Darnell’s enthusiasm and involvement with the young industry has also revealed its flaws. “I think that the cannabis industry is really unique, and [it’s] wonderful that there are a lot of women in it … but at the end of the day, there’s still a lot of white women and men in the industry,” she says. “In my experience there’s still … a disconnect when it comes to what it means to be a Black woman in this industry.”
In response, Darnell launched a narrative-driven podcast and video series called “High, Good People” about the cannabis industry from the perspective of people of color. “High, Good People” addresses topics including class, cultural trauma from the war on drugs and restorative justice with regards to cannabis. Darnell is using the platform to push for progress and inclusivity in Oregon’s cannabis industry.
“I’m trying to draw from the richness of the community that I know … to contribute to the cannabis industry and fill a void,” she says. “I feel like this is needed here in Oregon, and it’s definitely going to be needed as the industry continues to grow.”
Scoping out the city’s cannabis scene
For cannabis-curious visitors, a visit to Farma, with its sleek white-and-wood modern interior, is a good starting point. Voted Leafly’s Best in State 2017 Best Dispensary, Farma always welcomes visitors — even if their intention isn’t to buy. “There are [states] where this is still taboo,” Darnell says. “And that’s a courageous move [for visitors] to even have the guts to step into a dispensary.”
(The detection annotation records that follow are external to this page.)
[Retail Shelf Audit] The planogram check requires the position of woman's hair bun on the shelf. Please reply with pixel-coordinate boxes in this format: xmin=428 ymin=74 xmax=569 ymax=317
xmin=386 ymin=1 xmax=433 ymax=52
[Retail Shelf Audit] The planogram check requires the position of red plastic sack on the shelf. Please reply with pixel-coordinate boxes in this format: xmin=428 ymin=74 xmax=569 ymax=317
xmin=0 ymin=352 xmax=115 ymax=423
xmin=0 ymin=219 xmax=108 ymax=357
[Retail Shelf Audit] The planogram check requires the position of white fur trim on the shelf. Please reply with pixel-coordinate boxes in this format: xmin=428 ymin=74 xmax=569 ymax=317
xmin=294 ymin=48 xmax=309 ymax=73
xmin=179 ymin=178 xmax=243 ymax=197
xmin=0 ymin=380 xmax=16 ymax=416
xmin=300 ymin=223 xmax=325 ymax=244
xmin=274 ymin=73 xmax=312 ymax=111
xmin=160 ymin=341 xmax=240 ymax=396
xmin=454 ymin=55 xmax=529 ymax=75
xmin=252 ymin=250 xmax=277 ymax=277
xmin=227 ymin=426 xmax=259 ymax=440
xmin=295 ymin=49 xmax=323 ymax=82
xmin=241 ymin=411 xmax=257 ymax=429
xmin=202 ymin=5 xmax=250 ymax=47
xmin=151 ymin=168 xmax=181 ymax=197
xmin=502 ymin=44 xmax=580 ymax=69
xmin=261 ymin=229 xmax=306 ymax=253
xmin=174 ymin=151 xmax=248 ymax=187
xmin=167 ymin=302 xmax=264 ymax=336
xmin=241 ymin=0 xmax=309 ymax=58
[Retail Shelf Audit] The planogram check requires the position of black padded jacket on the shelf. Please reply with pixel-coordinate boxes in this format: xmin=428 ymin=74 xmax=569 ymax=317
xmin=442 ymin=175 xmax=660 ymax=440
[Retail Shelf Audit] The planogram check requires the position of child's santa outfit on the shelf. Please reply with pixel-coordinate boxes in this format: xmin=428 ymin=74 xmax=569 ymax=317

If you’re new to cannabis, Darnell recommends talking with your budtender about why played-out terms “indica” and “sativa” are no longer relevant, as well as discussing terpenes to help locate a strain to fit your needs. Terpenes, the aromatic oils that lend different strains their specific scents, can cause a variety of effects, from anxiety relief to alertness. Moss Crossing, Darnell’s second favorite Oregon dispensary (located two hours south of Portland in Eugene), offers a detailed menu highlighting specific terpenes to aid customers’ selection.
As the industry grows, Darnell believes it will be budtenders like her who will ultimately shape the cannabis industry for the better.
“There’s no reason people, especially people of color who have been disproportionately affected [by the war on drugs] shouldn’t have a piece of the cake too,” she says. “We’re lacking in the field itself, so let’s get us in there and make some magic happen.”